Montreal: A small Quebec town has blocked plans for the region’s first Muslim cemetery, rejecting a proposal by a Quebec City mosque that was targeted in a January shooting that killed six people.

Residents of Saint-Apollinaire, about 35 kilometres southwest of Quebec City, voted on Sunday against the project 19 to 16. Only 49 people living close to the proposed cemetery were eligible to vote.

A spokesman for the mosque, the Centre Culturel Islamique de Quebec, said on Monday that the group would seek to negotiate with the city to find a way to open the cemetery, reserving legal action as a last resort.

Saint-Apollinaire Mayor Bernard Ouellet said by telephone that residents had opposed it because they wanted a multi-faith cemetery instead, reflecting ongoing debate in the province over integration of immigrants.

Mosque member Mohammad Kesri said he believed the cemetery was blocked because of lingering antipathy toward Muslims.

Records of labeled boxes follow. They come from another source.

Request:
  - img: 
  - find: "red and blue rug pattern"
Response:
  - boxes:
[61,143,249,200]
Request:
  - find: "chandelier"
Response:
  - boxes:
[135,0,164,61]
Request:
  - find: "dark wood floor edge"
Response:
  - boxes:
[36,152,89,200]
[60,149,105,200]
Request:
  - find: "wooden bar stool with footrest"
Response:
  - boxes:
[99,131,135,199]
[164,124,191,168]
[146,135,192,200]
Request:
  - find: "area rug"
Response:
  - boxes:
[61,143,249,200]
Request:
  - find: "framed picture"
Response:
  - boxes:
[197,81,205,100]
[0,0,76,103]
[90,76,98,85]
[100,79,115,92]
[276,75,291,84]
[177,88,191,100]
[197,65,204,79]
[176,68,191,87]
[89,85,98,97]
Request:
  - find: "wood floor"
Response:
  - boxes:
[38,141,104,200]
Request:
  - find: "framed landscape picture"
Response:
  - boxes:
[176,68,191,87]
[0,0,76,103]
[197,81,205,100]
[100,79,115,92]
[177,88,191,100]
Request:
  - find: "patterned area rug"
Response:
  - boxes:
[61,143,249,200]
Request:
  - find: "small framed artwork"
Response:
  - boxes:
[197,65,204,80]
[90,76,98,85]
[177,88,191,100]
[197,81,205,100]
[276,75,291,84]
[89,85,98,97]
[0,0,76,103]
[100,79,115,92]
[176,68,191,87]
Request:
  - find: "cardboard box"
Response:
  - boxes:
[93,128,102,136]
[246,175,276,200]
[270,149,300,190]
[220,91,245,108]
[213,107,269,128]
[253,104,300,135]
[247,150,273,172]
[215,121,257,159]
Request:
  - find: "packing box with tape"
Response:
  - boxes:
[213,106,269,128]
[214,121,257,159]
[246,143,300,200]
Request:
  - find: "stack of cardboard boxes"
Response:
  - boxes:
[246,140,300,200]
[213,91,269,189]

“It’s the word Muslim,” he said in a phone interview.

Right-wing extremist groups and some local French-speaking media in recent years have targeted Quebec’s Muslims, many of whom are immigrants from North Africa, as part of a broader social debate on the accommodation of religious and cultural minorities in the province.

The province last year unveiled draft legislation to ban face-coverings in the public sector in a move criticised as marginalising Muslim women and potentially inflaming anti-immigrant tensions.

But Kesri said he was surprised by the voting results as the hostility toward Muslims had seemed to moderate after the deadly January attack, amid an outpouring of support for the mosque.

Alexandre Bissonnette of Quebec City is accused of six counts of premeditated murder and five charges of attempted murder in the mosque attack.